Parágrafo único. Os profissionais referidos no inciso VI atuam
com os alunos público alvo da Educação Especial em todas as
atividades escolares nas quais se fizerem necessários.
Art. 11. A proposta de AEE, prevista no projeto pedagógico do
centro de Atendimento Educacional Especializado público ou privado
sem fins lucrativos, conveniado para essa finalidade, deve ser
aprovada pela respectiva Secretaria de Educação ou órgão
equivalente, contemplando a organização disposta no artigo 10 desta
Resolução.
Parágrafo único.
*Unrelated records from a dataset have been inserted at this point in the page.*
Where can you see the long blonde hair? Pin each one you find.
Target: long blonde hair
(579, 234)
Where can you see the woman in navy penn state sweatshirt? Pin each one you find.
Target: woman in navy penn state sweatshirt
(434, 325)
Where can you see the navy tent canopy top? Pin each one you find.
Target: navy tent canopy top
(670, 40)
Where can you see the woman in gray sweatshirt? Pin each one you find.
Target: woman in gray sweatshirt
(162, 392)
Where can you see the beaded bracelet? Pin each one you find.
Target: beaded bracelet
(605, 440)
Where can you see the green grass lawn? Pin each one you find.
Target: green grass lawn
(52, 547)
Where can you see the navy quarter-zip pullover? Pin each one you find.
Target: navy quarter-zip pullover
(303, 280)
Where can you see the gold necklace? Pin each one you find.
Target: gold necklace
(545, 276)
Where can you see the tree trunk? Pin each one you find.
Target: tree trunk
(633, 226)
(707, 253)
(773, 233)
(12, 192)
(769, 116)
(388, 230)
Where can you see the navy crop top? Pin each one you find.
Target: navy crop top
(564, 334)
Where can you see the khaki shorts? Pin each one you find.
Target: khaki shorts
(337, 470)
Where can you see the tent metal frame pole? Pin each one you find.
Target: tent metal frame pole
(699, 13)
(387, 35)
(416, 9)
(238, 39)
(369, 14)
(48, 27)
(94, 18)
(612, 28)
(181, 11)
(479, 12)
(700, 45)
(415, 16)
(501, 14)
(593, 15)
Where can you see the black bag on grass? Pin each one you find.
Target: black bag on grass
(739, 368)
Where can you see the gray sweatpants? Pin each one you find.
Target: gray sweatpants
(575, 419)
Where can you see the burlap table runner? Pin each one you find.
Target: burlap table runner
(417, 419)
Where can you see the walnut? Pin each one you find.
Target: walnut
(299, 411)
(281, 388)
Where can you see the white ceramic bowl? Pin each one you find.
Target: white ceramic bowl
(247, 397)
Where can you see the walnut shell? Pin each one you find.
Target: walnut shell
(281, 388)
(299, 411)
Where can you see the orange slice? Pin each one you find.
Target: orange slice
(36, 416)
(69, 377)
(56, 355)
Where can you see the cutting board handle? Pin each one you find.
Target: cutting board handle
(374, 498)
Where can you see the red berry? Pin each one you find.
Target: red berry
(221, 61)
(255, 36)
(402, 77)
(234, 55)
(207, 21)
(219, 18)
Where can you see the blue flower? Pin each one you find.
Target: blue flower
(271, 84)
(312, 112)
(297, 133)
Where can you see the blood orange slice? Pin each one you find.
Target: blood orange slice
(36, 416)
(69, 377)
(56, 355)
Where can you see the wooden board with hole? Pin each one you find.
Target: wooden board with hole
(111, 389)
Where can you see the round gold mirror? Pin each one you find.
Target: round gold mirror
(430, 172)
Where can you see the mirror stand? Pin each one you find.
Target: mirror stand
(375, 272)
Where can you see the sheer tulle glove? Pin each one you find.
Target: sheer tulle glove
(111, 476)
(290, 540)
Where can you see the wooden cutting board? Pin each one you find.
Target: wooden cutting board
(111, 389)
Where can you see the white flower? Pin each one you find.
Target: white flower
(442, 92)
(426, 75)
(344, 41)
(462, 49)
Os centros de Atendimento Educacional
Especializado devem cumprir as exigências legais estabelecidas pelo
Conselho de Educação do respectivo sistema de ensino, quanto ao seu
credenciamento, autorização de funcionamento e organização, em
consonância com as orientações preconizadas nestas Diretrizes
Operacionais.
Art. 12. Para atuação no AEE, o professor deve ter formação inicial
que o habilite para o exercício da docência e formação específica para
a Educação Especial.
Art. 13. São atribuições do professor do Atendimento Educacional
Especializado:
263
I – identificar, elaborar, produzir e organizar serviços, recursos
pedagógicos, de acessibilidade e estratégias considerando as
necessidades específicas dos alunos público-alvo da Educação
Especial;
II – elaborar e executar plano de Atendimento Educacional
Especializado, avaliando a funcionalidade e a aplicabilidade dos
recursos pedagógicos e de acessibilidade;
III – organizar o tipo e o número de atendimentos aos alunos na
sala de recursos multifuncionais;
IV – acompanhar a funcionalidade e a aplicabilidade dos recursos
pedagógicos e de acessibilidade na sala de aula comum do ensino
regular, bem como em outros ambientes da escola;
V – estabelecer parcerias com as áreas intersetoriais na elaboração
de estratégias e na disponibilização de recursos de acessibilidade;
VI – orientar professores e famílias sobre os recursos pedagógicos
e de acessibilidade utilizados pelo aluno;
VII – ensinar e usar a tecnologia assistiva de forma a ampliar
habilidades funcionais dos alunos, promovendo autonomia e
participação;
VIII – estabelecer articulação com os professores da sala de aula
comum, visando à disponibilização dos serviços, dos recursos
pedagógicos e de acessibilidade e das estratégias que promovem a
participação dos alunos nas atividades escolares.
264
Art. 14. Esta Resolução entrará em vigor na data de sua
publicação, revogadas as disposições em contrário.